Authentication Is Four Bugs in a Coat

Field entry, 15 January.

Authentication bugs have a talent for presenting themselves as moral failures.

You log in. The browser says yes. The app says yes. Then the app kicks you back to the browser, as if you had done something suspicious in the three seconds since being welcomed inside. It is less software than a very small border crossing with an overactive stamp.

That was the shape of the Maestro CLI bug. Running the CLI against dev opened the auth page. I confirmed the login. The app returned and said it was authenticated. Then it sent me back to auth again, a polite revolving door with delusions of security.

The first suspicion was token storage, because token storage is where authentication systems go to misplace their correspondence. Maestro had multiple environments: dev, staging, and prod. Authentication in one did not work in another. That meant token storage had to be keyed by domain or environment, not treated as one global blob of “user is logged in” optimism, so we checked that and discovered the more annoying version: prod and staging worked, but dev did not, which is how you know the bug has put on a waistcoat and decided to lecture.

The next failures were not philosophical. They were practical and annoying. Multiple browser auth windows opened. That made the debugging loop risky because failed auth loops can become accidental rate-limit generators. A terminal app that repeatedly opens login windows is not merely wrong; it is rude.

At this point the useful move was not another guess. The useful move was diagnostics.

The agent added an errors.txt path under the local app data directory and started logging the things the UI could not explain: socket errors, auth failures, login errors, URL and connection state. That is the point where the work shifted from “maybe tokens are overwriting each other” to “let the app leave a trail we can actually inspect.”

That trail mattered because the bug was not one bug. It crossed environment-specific token storage, token candidates, /project/settings, socket connection behavior, and terminal UX; the client needed to reason about current, access, and ID-style tokens rather than assuming a single blessed string, dev could require user environment values that prod and staging did not, trying to connect after preflight failure only created another auth-looking failure, and a TUI without copyable diagnostics forces the user to become a logging system with eyes.

This is why auth debugging is so often maddening. We call it “authentication” as if it were a small gate at the front of the building. In practice it is a corridor that passes through storage, routing, browser handoff, backend configuration, session transport, environment policy, and error presentation.

Any one of those can fail. Many of them produce the same user experience: please log in again.

The important change was to stop treating the browser loop as the problem. The loop was the symptom. The product needed to stop launching the browser until it understood why the previous attempt had failed. It needed to fetch project settings before trying the socket. It needed to log the exact status/body when that preflight failed. It needed to show missing user environment requirements rather than collapsing everything into “auth failed.” It needed to stop the socket connect when the preflight was already telling us no.

That last bit is easy to miss because retries feel like resilience, but retries without a diagnosis are just a faster way to make the same mistake. In an AI-assisted loop, this becomes more dangerous because the agent is perfectly happy to keep testing, keep opening windows, keep trying variants, keep producing motion. Motion is not progress.
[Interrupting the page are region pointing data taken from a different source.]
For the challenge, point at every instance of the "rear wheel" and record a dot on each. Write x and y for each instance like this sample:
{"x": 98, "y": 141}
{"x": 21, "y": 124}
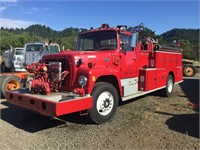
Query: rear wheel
{"x": 11, "y": 82}
{"x": 105, "y": 103}
{"x": 167, "y": 91}
{"x": 1, "y": 82}
{"x": 3, "y": 67}
{"x": 189, "y": 70}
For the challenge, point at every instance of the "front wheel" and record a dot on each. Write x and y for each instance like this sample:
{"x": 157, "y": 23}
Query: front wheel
{"x": 167, "y": 91}
{"x": 105, "y": 103}
{"x": 189, "y": 70}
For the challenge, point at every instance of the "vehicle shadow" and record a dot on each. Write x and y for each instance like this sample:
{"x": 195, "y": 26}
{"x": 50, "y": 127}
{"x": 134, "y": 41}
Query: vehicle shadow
{"x": 32, "y": 122}
{"x": 184, "y": 123}
{"x": 190, "y": 87}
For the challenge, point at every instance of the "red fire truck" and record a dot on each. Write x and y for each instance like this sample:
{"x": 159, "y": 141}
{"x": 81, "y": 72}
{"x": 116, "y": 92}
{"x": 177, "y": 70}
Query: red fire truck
{"x": 109, "y": 65}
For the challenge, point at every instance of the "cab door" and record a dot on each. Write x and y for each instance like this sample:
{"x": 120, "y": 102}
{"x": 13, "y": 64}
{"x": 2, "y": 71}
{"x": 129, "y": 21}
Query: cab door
{"x": 128, "y": 58}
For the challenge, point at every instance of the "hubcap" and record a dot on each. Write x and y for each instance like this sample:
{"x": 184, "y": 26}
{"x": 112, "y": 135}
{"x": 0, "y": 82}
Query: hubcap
{"x": 13, "y": 85}
{"x": 170, "y": 86}
{"x": 189, "y": 71}
{"x": 105, "y": 103}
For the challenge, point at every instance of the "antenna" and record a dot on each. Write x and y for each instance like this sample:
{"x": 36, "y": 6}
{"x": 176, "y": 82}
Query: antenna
{"x": 138, "y": 28}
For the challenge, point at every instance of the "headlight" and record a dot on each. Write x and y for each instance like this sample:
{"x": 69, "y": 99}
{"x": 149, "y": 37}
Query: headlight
{"x": 82, "y": 81}
{"x": 29, "y": 83}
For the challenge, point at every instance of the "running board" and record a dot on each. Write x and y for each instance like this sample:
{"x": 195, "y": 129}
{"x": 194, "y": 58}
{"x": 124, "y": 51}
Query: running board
{"x": 141, "y": 93}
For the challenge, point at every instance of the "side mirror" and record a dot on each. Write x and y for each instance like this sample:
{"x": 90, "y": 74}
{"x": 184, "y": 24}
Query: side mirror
{"x": 134, "y": 39}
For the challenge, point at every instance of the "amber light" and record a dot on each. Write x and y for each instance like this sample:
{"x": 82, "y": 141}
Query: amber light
{"x": 91, "y": 65}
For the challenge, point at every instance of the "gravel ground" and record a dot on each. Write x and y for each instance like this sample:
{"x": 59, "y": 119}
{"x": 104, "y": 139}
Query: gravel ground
{"x": 148, "y": 122}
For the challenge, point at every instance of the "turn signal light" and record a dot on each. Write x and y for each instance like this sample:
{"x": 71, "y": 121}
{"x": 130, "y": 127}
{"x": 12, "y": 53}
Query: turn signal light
{"x": 91, "y": 65}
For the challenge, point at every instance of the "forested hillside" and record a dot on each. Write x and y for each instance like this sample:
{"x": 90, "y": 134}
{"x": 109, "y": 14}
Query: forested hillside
{"x": 188, "y": 38}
Sometimes progress is making the system refuse to continue until the error has a name.

The result was less glamorous than a single elegant fix. It was a diagnostics path. It was environment-aware storage. It was preflight checks. It was less eagerness. It was making the app say, in effect: I am not going to pretend this is a login problem until I have asked the house what sort of guest it expects.
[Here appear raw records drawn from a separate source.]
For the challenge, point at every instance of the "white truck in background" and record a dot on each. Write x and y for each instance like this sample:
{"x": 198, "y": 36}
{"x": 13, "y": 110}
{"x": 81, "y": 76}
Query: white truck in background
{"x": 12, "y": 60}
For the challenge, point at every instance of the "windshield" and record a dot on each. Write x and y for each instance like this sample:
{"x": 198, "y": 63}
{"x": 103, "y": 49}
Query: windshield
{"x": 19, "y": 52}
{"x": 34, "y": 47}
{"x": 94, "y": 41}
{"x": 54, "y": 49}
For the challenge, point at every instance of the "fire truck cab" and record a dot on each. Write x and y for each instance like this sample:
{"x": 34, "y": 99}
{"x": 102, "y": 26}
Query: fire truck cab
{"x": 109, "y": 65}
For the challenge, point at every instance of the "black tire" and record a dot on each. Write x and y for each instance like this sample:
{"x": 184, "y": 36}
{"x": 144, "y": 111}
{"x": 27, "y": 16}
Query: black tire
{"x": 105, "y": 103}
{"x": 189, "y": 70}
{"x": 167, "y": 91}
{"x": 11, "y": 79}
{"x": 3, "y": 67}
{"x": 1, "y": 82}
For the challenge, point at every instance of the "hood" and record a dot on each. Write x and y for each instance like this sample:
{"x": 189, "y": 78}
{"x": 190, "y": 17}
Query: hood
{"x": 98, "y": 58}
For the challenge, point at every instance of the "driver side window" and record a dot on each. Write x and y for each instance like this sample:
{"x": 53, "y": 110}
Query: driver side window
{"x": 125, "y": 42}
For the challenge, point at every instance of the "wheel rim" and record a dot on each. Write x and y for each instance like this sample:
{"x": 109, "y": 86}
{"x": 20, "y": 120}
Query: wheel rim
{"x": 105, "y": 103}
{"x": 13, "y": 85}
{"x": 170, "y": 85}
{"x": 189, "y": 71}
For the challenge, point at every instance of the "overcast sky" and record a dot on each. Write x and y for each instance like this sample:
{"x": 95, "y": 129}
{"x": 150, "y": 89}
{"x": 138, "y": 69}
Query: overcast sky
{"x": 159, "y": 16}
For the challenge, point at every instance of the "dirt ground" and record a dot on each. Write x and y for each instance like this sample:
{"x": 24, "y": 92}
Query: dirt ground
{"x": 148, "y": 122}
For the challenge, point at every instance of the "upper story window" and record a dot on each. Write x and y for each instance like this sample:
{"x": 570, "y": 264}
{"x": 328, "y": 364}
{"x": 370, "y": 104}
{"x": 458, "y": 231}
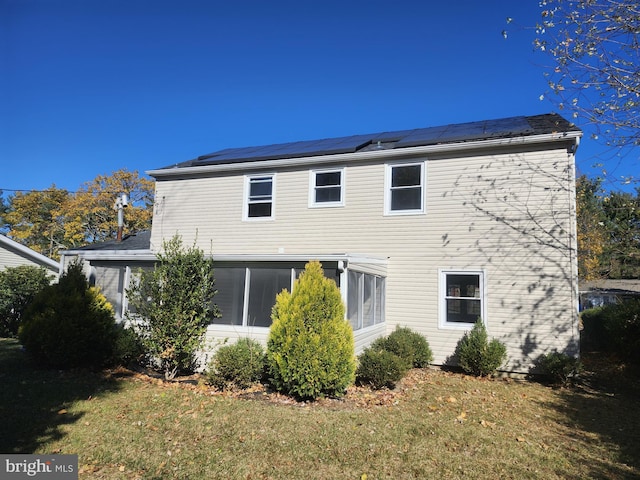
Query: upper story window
{"x": 462, "y": 298}
{"x": 326, "y": 188}
{"x": 259, "y": 193}
{"x": 405, "y": 188}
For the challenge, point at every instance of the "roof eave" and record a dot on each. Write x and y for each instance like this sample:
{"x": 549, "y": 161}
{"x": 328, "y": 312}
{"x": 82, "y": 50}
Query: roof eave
{"x": 570, "y": 136}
That is a good pattern: auth should fail loudly enough to be fixed, but not so loudly that it opens four browser windows and makes the user worry about rate limits; it should be generous with evidence and conservative with retries; it should distinguish “I do not know who you are” from “I know who you are, but this environment requires something else”; and for terminal tools, it should always leave behind a file you can copy from.

Because when the app is trapped between a browser, a socket, and a remote service, the user’s clipboard may be the most reliable instrument in the room.
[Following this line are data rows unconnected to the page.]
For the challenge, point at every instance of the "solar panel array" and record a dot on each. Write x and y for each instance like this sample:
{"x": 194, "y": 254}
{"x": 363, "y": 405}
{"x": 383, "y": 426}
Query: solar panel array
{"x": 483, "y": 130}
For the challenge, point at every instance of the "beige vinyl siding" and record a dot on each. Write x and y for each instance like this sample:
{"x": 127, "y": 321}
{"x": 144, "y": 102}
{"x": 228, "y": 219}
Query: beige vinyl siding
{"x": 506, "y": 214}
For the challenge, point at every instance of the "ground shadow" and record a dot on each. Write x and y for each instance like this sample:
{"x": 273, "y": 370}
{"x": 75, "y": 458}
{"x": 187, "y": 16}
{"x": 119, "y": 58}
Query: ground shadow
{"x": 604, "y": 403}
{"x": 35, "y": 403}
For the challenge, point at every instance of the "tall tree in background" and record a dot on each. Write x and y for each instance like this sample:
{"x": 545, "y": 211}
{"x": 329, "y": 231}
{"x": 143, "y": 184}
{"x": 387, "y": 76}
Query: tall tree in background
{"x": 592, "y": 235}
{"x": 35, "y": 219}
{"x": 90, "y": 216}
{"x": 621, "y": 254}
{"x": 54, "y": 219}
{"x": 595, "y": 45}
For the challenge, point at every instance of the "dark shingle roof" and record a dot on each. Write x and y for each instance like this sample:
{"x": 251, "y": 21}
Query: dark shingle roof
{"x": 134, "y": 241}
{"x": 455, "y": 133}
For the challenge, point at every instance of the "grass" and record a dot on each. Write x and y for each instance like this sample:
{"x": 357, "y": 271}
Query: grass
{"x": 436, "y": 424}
Hand-drawn notebook detail plate showing tokens, sockets, project settings, and diagnostic traces. — Tokens, sockets, project settings, and diagnostic traces.

Field note

The more I use agents for debugging, the less I trust single-cause explanations for boundary bugs.

Auth loops are rarely just auth loops. Streaming bugs are rarely just streaming bugs. “It does nothing when I click send” is rarely just a button.

The useful question is not merely “what part is broken?”, but “which boundary is hiding the evidence?”, because in this case the hidden evidence lived between the successful browser login and the failed dev runtime connection. Once the CLI could write down what happened there, the bug remained annoying, but at least it became less spooky.